Not over positions but on investments. In 2008, I had disinvested in the big fall post the Reliance Power IPO and was waiting for a fall in the market. My expectation was about 13,000 levels and I started entering the market from the 14000 level. By 12000 I was fully invested and when the markets continued to fall I did lose sleep. The reason was because I was losing more money or equal money compared to the guy who had entered at 16-17K and not sold, as I reinvested even the profits from my investments.

What would make you wary about an Investment?

If the share begins to rise immediately after I enter. I feel uncomfortable and then wary. If it falls after I have bought I am comfortable and then never cross my fingers.

Do you have a scenario about how the current bull/ bear market will end?
Where do you see the Indian markets five years down the road?

The current bearish trend which began in Diwali 2010 is likely to end in the first half of calendar year 2012. We should see improvement from there and in terms of making projections it is not only difficult but it puts extreme pressure on the person making it.

The Indian markets have been giving long term returns of about 13-15% over time and I believe that should not change. To expect a Sensex of 2200-24000, by 2015 year end should not be completely out of place. Bear in mind that markets become extreme at the fag end and depending on the mood and stage of the market at that time could be higher if the trend is to reverse.

Of the tens of thousands of investments  which was your best?

Well I remember a particular stock IBP. IBP was a PSU oil marketing company and this was during the early days of divestment.
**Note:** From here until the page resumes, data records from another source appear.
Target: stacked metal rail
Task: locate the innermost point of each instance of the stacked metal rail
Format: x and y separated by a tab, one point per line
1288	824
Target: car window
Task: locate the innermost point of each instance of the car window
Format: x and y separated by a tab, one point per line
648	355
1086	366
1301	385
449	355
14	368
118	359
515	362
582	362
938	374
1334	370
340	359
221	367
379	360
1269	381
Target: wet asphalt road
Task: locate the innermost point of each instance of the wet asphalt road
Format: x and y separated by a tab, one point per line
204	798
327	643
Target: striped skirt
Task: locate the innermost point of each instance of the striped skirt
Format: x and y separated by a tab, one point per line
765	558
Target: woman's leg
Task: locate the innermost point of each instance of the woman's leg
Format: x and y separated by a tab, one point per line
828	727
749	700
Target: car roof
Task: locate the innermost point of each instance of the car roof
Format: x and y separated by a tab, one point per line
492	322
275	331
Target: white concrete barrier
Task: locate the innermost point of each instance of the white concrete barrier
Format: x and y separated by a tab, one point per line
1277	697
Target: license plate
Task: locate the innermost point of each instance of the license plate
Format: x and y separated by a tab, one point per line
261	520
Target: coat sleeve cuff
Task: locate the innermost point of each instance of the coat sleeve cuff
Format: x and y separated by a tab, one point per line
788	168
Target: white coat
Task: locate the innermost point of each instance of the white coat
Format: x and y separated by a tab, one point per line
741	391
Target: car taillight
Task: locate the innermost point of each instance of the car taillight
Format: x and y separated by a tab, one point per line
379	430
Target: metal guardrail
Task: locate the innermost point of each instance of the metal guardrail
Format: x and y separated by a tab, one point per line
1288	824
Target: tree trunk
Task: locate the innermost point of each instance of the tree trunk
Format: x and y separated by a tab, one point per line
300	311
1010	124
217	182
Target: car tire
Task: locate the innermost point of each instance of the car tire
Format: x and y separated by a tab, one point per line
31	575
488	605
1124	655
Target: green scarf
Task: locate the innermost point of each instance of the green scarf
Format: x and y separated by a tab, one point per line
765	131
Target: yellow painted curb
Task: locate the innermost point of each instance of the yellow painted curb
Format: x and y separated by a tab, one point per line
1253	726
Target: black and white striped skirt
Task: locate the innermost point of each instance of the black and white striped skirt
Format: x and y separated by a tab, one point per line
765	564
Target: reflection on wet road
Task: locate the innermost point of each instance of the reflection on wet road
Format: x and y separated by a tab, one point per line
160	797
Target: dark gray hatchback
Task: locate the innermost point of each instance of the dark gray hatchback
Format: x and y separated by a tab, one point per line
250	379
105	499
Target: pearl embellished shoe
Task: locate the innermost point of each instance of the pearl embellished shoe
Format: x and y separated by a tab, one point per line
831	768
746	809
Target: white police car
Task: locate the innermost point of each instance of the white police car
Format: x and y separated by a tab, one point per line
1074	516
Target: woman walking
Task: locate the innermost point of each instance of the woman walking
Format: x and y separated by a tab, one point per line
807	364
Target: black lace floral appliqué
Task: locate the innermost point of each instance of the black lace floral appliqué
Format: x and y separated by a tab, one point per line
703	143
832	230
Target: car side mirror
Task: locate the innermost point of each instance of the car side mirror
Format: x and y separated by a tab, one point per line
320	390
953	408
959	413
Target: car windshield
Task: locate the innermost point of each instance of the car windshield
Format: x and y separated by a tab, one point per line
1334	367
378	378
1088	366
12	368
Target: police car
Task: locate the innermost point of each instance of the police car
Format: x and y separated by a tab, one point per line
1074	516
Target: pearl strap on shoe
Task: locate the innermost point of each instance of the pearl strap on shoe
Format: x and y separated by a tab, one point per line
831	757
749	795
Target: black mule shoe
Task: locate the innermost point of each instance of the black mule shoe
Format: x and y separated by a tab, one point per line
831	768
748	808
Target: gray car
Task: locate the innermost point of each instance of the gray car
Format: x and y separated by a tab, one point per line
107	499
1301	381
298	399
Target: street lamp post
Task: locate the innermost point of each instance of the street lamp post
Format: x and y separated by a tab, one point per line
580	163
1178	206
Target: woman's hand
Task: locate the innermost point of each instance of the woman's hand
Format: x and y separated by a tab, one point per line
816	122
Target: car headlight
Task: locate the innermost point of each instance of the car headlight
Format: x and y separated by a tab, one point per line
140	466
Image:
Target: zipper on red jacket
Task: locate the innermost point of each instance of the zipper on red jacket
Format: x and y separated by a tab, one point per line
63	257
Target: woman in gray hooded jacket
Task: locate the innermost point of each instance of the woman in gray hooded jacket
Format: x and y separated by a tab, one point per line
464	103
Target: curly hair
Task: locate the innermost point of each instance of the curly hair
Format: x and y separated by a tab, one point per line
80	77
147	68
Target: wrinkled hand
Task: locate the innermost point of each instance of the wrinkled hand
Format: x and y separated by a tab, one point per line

The stock was trading at some Rs 250 plus and was illiquid. I believed that this was a fit candidate for divestment and would happen comparatively easily. Reliance had set up their refinery at that time and they were quite keen on acquiring a distribution arm. In the end the company was bought over by IOC another PSU but the price at which the deal happened was Rs 1500.

Your success mantra?
Consistency and the fact that you need to change with time. My success mantra, money making is serious business and needs hard work and most important ‘DISCPLINE’

Any final words?
Tough times ahead at least for the next three months. Even if we see signs of improvement it will take its time to recover as by then the bearish phase would have been 16-17 months old. The US is giving some positive indicators and if that continues in the short term, global money will flock to the US and then profits will be diverted to other markets and asset classes. The Euro Zone is passing through a major crisis and it looks unlikely to be resolved in a hurry.

In India post the March results, industry should fare better and by that time with the market being ahead of the curve we should be improving slowly and steadily. The depreciating rupee and high interest rates would have a bearing, but with interest rates having probably peaked, things can only improve. The Rupee would take more time but probably by mid-year even that should happen. One can expect the current year to peak at or end around 17500-18000 on the Sensex.